Alba abriu a janela, respirando fundo o ar fresco da madrugada, com a impaciência estampada na voz:
— Dr. Miranda, o que o senhor quer agora?
— Alba, eu me preocupo tanto com você, e você nem se dá ao trabalho de perguntar onde eu estou. Que falta de consideração.
Miguel reclamou.
Alba franziu a testa, sem paciência para joguinhos:
— Se não for nada importante, vou desligar.
— Ei... espera!
Miguel suspirou, resignado:
— Estou no aeroporto agora. Vou viajar a trabalho para Rio das Artes por uns dias, então não vou poder te buscar no trabalho nesse período.
— Entendi.
Alba suspirou de alívio. Teve vontade de estourar uma garrafa de champanhe para comemorar; finalmente teria um pouco de paz.
Miguel se sentiu desolado diante da reação indiferente dela:
— O seu namorado vai viajar, e você nem demonstra um pouquinho de preocupação?
Alba, já exausta, franziu o cenho:
— Dr. Miranda, acho que o senhor está levando esse papel a sério demais. Eu não sou sua namorada!
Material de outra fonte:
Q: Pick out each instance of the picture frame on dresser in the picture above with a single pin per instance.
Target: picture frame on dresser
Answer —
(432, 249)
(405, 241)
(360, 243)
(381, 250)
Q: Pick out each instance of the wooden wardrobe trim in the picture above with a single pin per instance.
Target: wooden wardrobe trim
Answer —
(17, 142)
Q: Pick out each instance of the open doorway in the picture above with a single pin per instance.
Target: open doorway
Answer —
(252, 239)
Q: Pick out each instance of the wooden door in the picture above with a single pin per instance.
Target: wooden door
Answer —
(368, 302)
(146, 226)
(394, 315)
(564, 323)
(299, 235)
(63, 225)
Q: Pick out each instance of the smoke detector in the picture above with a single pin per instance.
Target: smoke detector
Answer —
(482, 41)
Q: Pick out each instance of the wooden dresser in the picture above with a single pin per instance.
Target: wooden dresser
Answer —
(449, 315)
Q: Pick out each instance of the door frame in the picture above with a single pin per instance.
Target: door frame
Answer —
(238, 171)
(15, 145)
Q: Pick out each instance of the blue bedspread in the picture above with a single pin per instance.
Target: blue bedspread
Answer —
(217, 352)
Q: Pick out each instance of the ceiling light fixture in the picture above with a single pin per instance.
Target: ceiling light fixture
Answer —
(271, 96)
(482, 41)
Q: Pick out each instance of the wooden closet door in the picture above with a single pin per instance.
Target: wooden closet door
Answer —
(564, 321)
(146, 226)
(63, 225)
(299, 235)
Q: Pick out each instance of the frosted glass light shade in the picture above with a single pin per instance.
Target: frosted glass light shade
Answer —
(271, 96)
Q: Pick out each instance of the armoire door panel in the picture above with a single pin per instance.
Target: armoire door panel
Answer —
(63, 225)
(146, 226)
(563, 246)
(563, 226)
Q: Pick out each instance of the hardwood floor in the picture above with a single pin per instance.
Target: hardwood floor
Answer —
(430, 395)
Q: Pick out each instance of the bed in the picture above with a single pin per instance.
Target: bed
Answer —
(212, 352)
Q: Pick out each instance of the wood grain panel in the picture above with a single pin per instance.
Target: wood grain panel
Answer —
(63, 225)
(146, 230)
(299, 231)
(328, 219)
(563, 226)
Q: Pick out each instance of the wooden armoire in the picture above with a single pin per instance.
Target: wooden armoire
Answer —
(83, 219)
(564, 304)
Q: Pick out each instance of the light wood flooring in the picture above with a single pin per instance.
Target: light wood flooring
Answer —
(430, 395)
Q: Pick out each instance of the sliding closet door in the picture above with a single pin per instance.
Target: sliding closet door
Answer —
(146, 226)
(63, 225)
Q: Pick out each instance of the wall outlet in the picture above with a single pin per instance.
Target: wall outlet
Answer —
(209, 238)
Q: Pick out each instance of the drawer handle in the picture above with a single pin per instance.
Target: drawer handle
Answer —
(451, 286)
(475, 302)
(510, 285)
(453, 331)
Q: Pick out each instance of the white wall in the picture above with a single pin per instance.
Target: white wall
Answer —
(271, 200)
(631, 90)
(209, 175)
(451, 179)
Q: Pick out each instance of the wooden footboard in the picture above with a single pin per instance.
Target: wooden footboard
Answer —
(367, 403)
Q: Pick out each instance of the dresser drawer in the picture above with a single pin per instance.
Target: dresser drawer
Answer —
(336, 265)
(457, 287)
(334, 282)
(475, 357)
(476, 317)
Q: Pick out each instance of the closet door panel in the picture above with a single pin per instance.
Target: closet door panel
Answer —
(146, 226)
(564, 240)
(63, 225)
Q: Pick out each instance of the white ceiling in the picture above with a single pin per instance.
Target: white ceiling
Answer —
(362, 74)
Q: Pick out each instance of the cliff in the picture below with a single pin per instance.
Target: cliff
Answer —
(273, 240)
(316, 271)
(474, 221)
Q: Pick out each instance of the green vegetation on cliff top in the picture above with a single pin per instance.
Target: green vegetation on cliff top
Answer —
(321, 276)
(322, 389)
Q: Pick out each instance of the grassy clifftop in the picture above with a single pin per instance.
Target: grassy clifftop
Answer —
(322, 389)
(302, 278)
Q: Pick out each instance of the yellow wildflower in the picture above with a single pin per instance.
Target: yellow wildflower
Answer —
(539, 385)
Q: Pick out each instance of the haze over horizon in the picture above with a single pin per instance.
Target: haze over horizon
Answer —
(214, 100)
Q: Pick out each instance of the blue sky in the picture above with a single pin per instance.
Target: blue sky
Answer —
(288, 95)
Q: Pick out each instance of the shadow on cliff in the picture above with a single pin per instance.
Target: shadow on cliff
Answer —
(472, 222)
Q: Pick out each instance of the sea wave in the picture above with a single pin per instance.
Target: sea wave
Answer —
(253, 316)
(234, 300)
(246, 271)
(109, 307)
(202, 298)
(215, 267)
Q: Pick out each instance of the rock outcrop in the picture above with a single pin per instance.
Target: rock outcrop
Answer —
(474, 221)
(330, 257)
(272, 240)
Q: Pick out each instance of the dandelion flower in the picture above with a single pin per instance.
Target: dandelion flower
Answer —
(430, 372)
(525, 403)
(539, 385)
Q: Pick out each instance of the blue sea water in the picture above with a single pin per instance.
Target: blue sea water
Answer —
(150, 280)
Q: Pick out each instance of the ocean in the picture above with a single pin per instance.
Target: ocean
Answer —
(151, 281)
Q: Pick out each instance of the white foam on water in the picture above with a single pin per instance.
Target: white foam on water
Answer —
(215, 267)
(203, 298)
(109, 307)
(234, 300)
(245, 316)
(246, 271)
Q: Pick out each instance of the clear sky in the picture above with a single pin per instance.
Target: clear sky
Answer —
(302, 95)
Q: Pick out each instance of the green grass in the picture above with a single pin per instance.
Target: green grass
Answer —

Dito isso, desligou o telefone de forma ríspida.
Para ela, Miguel não batia bem da cabeça.
Ele mesmo tinha sugerido o namoro falso apenas como encenação.
Mas agora parecia ter ficado viciado no próprio teatrinho.
Para evitar que ele ligasse de novo e a incomodasse, Alba simplesmente colocou o celular no silencioso.
Ao voltar para a cama, não demorou muito a adormecer.
Naquele momento, Miguel estava sentado no sofá da sala VIP do aeroporto.
Encarando o contato salvo como “Namorada” na tela do celular, não conseguiu conter um sorriso de canto de boca.
Riu de si mesmo por estar tendo tanta paciência com uma mulher e riu do fato de que interpretar o papel de namorado de Alba... estava mesmo lhe subindo à cabeça.
...
No dia seguinte.
Alba acordou às seis e meia e preparou o café da manhã.
Depois de chamar as crianças para se levantarem e se arrumarem, arrancou Gabriela da cama.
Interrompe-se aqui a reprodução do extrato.